Anatomy and acting: I understand the human body well enough to pose a character in a way that conveys mood and personality.

Color and light: I can come up with believable dramatic lighting and be playful with my color choices without relying on copying references or limiting myself to replicating reality. Color has gone from a dauntingly vast abyss to an exciting space to toy with.

There are more examples I could show and more fundamentals I could list, but let me jump to the point I'm trying to make:

What all these things have in common is a newfound sense of freedom to play, explore, have fun. I think this is that qualitative shift, that sense of "finding my voice" that I'm experiencing: art as a whole, thanks to all these individual skills reaching similar thresholds, is becoming less of a technical challenge and more of an expressive one, a space for play and joy. The "voice" is the ability and confidence to put ideas to paper, opening up the entire space of concepts (or at least a significantly larger region of it than before) for discovery.

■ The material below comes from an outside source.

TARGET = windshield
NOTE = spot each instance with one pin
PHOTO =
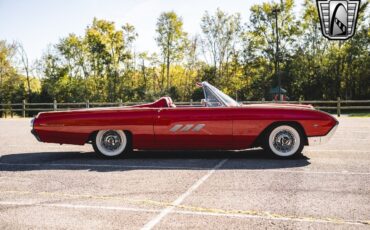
(216, 98)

Much of this is precipitated by the simple fact that I've been practicing more than ever lately — over 200 pages of art in 2025 alone. And in hindsight, I think it's important that a lot of this practice was done with traditional methods. Painting in gouache and drawing in ink, while initially intimidating on account of lacking an undo button, has excised (most of) my fear of failure and allowed me to embrace mistakes and messy marks, leaving my art richer and more interesting. I'm no longer put off by the blank canvas, allowing me to get more practice done and thereby further accelerating my progress.

This is not to say that nothing's a struggle anymore, or that I'm remotely close to "mastery" of anything. There's still plenty to learn about the fundamentals, plenty of subject matter I don't understand at all, and plenty of artists whose work puts me in awe, wondering if I'll ever make it halfway to their level. Viewers of my art might not even notice a difference. But for me, it feels like the beginning of something.